Drug-induced hepatitis

The single biggest problem with TB treatment is drug-induced hepatitis , which has a mortality rate of around 5%. Three drugs can induce hepatitis: PZA, INH and RMP (in decreasing order of frequency).It is not possible to distinguish between these three causes based purely on signs and symptoms. Test dosing must be carried out to determine which drug is responsible (this is discussed in detail below).

Liver function tests (LFTs) should be checked at the start of treatment, but, if normal, need not be checked again; the patient need only be warned of the symptoms of hepatitis. Some clinicians insist on regular monitoring of LFT's while on treatment, and in this instance, tests need only be done two weeks after starting treatment and then every two months thereafter, unless any problems are detected.

Elevations in bilirubin must be expected with RMP treatment (RMP blocks bilirubin excretion) and usually resolve after 10 days (liver enzyme production increases to compensate). Isolated elevations in bilirubin can be safely ignored.

Elevations in liver transaminases (ALT and AST) are common in the first three weeks of treatment.

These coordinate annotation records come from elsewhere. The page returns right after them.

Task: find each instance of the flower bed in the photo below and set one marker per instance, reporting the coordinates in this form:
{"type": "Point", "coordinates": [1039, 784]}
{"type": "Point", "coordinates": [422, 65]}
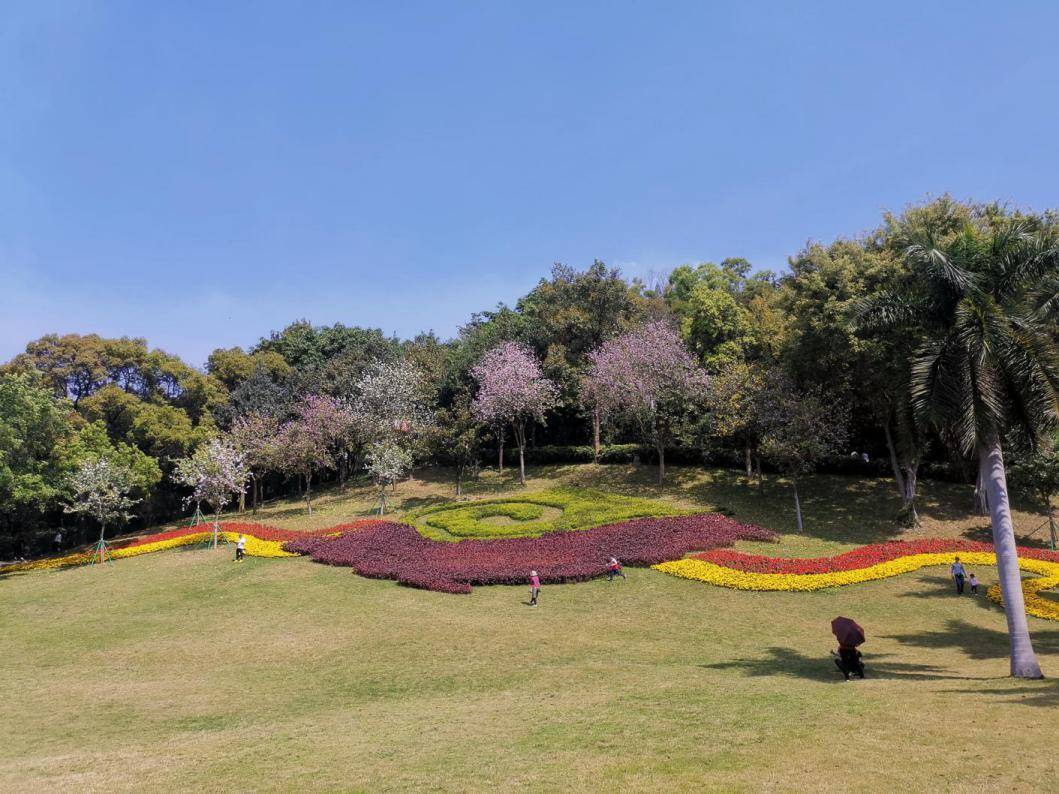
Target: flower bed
{"type": "Point", "coordinates": [262, 541]}
{"type": "Point", "coordinates": [730, 569]}
{"type": "Point", "coordinates": [394, 551]}
{"type": "Point", "coordinates": [579, 508]}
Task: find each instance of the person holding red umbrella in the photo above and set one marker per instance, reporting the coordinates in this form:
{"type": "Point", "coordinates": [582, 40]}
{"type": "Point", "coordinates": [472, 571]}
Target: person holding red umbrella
{"type": "Point", "coordinates": [849, 635]}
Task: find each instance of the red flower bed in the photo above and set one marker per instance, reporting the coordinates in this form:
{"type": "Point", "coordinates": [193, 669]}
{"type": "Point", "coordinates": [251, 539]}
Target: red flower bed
{"type": "Point", "coordinates": [258, 530]}
{"type": "Point", "coordinates": [390, 551]}
{"type": "Point", "coordinates": [858, 558]}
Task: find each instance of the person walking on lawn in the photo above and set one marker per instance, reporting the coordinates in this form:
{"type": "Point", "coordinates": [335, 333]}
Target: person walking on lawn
{"type": "Point", "coordinates": [957, 571]}
{"type": "Point", "coordinates": [534, 588]}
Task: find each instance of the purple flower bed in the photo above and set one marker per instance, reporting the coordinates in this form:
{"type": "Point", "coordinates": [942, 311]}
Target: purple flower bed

If the patient is asymptomatic and the elevation is not excessive then no action need be taken; some experts suggest a cut-off of four times the upper limit of normal, but there is no evidence to support this particular number over and above any other number. Some experts consider that treatment should only be stopped if jaundice becomes clinically evident.

If clinically significant hepatitis occurs while on TB treatment, then all the drugs should be stopped until the liver transaminases return to normal. If the patient is so ill that TB treatment cannot be stopped, then STM and EMB should be given until the liver transaminases return to normal (these two drugs are not associated with hepatitis).

Fulminant hepatitis can occur in the course of TB treatment, but is fortunately rare; emergency liver transplantation may be necessary and deaths do occur

Many of patients who are having DM previously recieved the treatment of Anti TB drugs. It is so bad and hazardous to human being.

the problem is, not proper application of drugs.....antibiotics or anti TB drugs....

problem is on two levels -----

1. doctors

2. Patients

Developing countries like INDIA, sometimes doctors forget to tell patient the importance of completing the full course or risk of not completing the course

and then patients here in INDIA, start the medicines and once they feel good, they think, they are cured and stop the drugs.

this is true for Antibiotics as well as for ANTI TB.

so, organisms are becoming resistant to medicines.

when such infection passes to other people, regular anti bio or anti tb medicines dont work.

all infants in india are given BCG vaccines......but still it is country with maximum TB patients...!

so effectiveness of BCG is also questinable....

i hope this is useful for forum people....

Regards

vishal

A recent report suggests that the proliferation and spread of Tuberculosis will continue due to the sale of fake antibiotics. CNN The Deadly World Of Fake Medicines

Drug Resistant Tuberculosis On Rise Due To Fake Antibiotics

The article author, Roger Bate, is an economist who has held a variety of positions in free market, libertarian, and conservative think tanks and lobby groups. His current work focuses on solving the problem of counterfeit and substandard medicines, particularly those in the developing world. He also works on U.S. and international aid policy, performance of aid organizations, and health policy in developing countries, particularly with regard to malaria control and the use of DDT. He is currently a fellow of the American Enterprise Institute and the Institute of Economic Affairs, and he on the board of directors of Africa Fighting Malaria. He also written a number of articles questioning the science of climate change.

The concept of an industry based upon providing supposed Life Saving Drugs to entire populations that have been purposefully inadequately prepared, bottled and sold tells us the criminal mind can do more than shoot guns. 

When people, organizations, and groups make money by scamming unsuspecting individuals, we call that a criminal offense. When people, organizations, groups, manufacturers and distributors who provide drugs that have been cut down or faked, we also call this criminal and maybe even drug dealing.